Bei aller Transparenz, die das EU-Parlament jetzt verordnet hat: Die Rohdaten der Studien, also die Datenblätter jedes einzelnen Patienten, muss die Industrie mit Rücksicht auf Datenschutz und Firmengeheimnis weiterhin nicht veröffentlichen. Was können Sie deswegen nicht überprüfen?

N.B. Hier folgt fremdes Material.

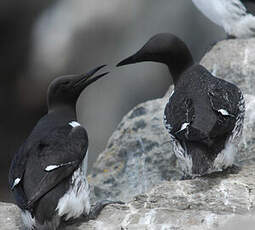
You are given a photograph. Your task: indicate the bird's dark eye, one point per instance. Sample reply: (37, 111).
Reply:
(65, 83)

Die Rohdaten sind nützlich, um Verdachtsfällen manipulierter Studienergebnisse nachzugehen. Ein klassisches Beispiel hierfür ist das Grippemittel Tamiflu. Der Hersteller hatte sehr wahrscheinlich bei den Auswertungen der Studiendaten geschummelt. Ohne Rohdaten kann man das aber letztlich nicht beweisen.

Wie können sich Patienten schützen?

Patienten sollten nur an Studien teilnehmen, wenn sie zugesichert bekommen, dass die Ergebnisse komplett veröffentlicht werden und dass sie als Patienten Zugang zu ihren eigenen Daten haben.